Bandwidth Efficiency
System spectral efficiency or area spectral efficiency In digital wireless networks, the system spectral efficiency or area spectral efficiency is typically measured in bit/s/Hz/area unit [(bit/s)/Hz per unit area], bit/s/Hz/cell [(bit/s)/Hz per cell] or bit/s/Hz/site [(bit/s)/Hz per site]. It is a measure of the quantity of users or services that can be simultaneously supported by a limited radio frequency bandwidth in a defined geographic area. It may for example be defined as the maximum throughput or goodput, summed over all users in the system, divided by the channel bandwidth. This measure is affected not only by the single user transmission technique, but also by multiple access schemes and radio resource management techniques utilized. It can be substantially improved by dynamic radio resource management. If it is defined as a measure of the maximum goodput, retransmissions due to co-channel interference and collisions are excluded. Higher-layer protocol overhead (above the media access control sublayer) is normally neglected.
- Example 6: In a cellular system based on frequency-division multiple access (FDMA) with a fixed channel allocation (FCA) cellplan using a frequency reuse factor of 4, each base station has access to 1/4 of the total available frequency spectrum. Thus, the maximum possible system spectral efficiency in bit/s/Hz/sit犀利士
e is 1/4 of the link spectral efficiency. Each base station may be divided into 3 cells by means of 3 sector antennas, also known as a 4/12 reuse pattern.
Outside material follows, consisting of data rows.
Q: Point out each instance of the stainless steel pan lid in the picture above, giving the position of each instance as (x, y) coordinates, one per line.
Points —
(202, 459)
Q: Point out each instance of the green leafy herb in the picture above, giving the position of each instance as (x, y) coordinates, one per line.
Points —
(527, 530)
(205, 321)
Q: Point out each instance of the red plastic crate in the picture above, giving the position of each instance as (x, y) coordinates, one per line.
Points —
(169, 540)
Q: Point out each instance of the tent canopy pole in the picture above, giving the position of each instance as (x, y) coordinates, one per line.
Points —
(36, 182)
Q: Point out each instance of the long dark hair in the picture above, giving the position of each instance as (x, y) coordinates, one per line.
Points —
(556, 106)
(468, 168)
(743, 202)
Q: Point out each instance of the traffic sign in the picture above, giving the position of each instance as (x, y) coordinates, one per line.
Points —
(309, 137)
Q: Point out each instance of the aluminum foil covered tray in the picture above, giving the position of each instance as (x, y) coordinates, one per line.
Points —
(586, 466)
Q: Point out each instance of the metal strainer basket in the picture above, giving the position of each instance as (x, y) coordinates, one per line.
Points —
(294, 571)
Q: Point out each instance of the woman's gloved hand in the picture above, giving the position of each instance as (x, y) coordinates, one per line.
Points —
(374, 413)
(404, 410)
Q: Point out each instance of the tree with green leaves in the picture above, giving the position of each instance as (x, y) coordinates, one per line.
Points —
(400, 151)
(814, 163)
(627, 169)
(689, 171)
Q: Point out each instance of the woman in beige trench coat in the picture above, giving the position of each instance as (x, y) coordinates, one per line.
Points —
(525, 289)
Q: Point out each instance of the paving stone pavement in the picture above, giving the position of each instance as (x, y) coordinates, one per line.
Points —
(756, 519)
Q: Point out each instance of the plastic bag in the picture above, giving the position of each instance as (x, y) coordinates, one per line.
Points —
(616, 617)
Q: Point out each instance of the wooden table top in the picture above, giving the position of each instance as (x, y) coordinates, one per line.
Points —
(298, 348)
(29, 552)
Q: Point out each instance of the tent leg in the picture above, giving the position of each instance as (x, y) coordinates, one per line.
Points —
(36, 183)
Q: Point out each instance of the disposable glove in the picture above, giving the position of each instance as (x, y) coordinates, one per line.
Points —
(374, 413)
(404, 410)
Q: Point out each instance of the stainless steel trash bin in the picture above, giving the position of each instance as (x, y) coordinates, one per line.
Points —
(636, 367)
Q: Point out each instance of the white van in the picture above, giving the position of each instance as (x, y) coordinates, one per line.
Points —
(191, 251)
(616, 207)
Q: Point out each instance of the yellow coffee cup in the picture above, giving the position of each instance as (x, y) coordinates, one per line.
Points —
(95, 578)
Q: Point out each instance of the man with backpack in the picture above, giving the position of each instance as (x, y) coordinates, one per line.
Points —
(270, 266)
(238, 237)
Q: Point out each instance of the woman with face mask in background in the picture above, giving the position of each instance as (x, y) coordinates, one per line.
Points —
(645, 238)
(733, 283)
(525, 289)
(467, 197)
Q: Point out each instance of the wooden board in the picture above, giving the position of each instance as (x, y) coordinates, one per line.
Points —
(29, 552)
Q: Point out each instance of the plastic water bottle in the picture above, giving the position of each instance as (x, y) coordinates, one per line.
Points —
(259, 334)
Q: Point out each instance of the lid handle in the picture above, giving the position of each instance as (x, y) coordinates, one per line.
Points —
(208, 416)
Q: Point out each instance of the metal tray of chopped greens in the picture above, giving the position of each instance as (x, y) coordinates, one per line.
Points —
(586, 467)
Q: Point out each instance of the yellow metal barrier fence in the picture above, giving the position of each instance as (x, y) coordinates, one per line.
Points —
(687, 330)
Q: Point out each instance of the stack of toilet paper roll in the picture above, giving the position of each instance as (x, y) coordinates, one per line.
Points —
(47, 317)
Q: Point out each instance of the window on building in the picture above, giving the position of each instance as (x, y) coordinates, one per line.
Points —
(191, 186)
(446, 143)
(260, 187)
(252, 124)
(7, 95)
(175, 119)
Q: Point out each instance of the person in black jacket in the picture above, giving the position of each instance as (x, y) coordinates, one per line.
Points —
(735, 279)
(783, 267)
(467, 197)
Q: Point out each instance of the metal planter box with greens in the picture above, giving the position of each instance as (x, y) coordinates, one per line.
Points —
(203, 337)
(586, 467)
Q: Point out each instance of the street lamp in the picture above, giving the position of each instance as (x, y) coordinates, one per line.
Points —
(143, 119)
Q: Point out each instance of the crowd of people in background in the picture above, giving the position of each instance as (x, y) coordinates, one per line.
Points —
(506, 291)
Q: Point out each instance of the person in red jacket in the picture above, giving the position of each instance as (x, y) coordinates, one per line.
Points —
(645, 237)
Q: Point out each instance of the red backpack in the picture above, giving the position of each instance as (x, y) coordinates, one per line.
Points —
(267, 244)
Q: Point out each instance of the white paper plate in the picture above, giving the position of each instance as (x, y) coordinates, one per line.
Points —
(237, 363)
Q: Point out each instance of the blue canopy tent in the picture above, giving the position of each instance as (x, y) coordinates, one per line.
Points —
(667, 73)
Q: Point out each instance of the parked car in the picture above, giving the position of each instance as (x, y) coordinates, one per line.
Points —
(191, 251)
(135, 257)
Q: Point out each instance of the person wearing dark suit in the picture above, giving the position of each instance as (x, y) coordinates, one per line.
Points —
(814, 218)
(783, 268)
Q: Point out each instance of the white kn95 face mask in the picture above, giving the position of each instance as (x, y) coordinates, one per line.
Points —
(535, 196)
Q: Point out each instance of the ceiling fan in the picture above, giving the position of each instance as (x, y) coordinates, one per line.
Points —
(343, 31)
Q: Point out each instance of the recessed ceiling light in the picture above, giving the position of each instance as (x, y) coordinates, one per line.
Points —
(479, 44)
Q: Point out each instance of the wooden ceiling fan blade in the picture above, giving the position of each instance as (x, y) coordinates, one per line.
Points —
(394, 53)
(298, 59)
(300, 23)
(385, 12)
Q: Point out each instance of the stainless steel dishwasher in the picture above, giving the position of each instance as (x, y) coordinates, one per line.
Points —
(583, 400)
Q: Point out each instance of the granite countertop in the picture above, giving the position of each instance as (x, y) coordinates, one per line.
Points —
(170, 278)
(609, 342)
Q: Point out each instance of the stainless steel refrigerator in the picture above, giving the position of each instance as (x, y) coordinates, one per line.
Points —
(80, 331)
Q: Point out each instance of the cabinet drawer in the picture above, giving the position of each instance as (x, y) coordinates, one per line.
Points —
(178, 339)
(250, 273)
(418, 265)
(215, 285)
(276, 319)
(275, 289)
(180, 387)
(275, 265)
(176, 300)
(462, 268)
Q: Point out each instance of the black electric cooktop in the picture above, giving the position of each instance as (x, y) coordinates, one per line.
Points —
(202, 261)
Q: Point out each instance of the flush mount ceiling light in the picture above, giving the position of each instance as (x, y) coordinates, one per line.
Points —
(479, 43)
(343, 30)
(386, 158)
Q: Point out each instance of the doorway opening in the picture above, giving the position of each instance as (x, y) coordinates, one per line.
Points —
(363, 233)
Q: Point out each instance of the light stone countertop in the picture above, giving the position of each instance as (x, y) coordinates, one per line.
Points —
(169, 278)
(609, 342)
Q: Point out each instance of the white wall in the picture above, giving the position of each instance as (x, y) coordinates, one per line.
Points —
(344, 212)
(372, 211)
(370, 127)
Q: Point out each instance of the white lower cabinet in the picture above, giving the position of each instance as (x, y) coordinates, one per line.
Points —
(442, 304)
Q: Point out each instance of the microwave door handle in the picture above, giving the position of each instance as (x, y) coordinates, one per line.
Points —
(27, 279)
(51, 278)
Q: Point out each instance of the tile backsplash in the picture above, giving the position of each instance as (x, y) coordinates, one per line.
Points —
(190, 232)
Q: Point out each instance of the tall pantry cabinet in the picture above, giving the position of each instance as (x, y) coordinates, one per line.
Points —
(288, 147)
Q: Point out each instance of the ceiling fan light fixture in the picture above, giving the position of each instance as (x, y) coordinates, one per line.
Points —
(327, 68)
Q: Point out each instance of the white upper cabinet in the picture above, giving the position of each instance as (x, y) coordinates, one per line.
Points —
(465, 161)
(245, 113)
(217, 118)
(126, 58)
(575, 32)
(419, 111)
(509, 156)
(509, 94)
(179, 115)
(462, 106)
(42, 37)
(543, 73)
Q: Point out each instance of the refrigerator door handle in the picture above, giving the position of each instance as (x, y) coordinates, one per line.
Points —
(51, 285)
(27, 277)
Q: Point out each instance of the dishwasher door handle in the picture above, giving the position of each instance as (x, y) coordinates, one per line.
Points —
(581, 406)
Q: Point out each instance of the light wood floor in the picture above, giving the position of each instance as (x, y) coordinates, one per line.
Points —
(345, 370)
Then each cell has access to 1/12 of the available spectrum, and the system spectral efficiency in bit/s/Hz/cell or bit/s/Hz/sector is 1/12 of the link spectral efficiency.
The system spectral efficiency of a cellular network may also be expressed as the maximum number of simultaneous phone calls per area unit over 1 MHz frequency spectrum in (E/MHz)/cell (erlangs per megahertz per cell), (E/MHz)/sector, (E/MHz)/site, or (E/MHz)/km². This measure is also affected by the source coding (data compression) scheme. It may be used in analog cellular networks as well. Low link spectral efficiency in (bit/s)/Hz does not necessarily mean that an encoding scheme is inefficient from a system spectral efficiency point of view. As an example, consider Code Division Multiplexed Access (CDMA) spread spectrum, which is not a particularly spectral efficient encoding scheme when considering a single channel or single user. However, the fact that one can “layer” multiple channels on the same frequency band means that the system spectrum utilization for a multi-channel CDMA system can be very good.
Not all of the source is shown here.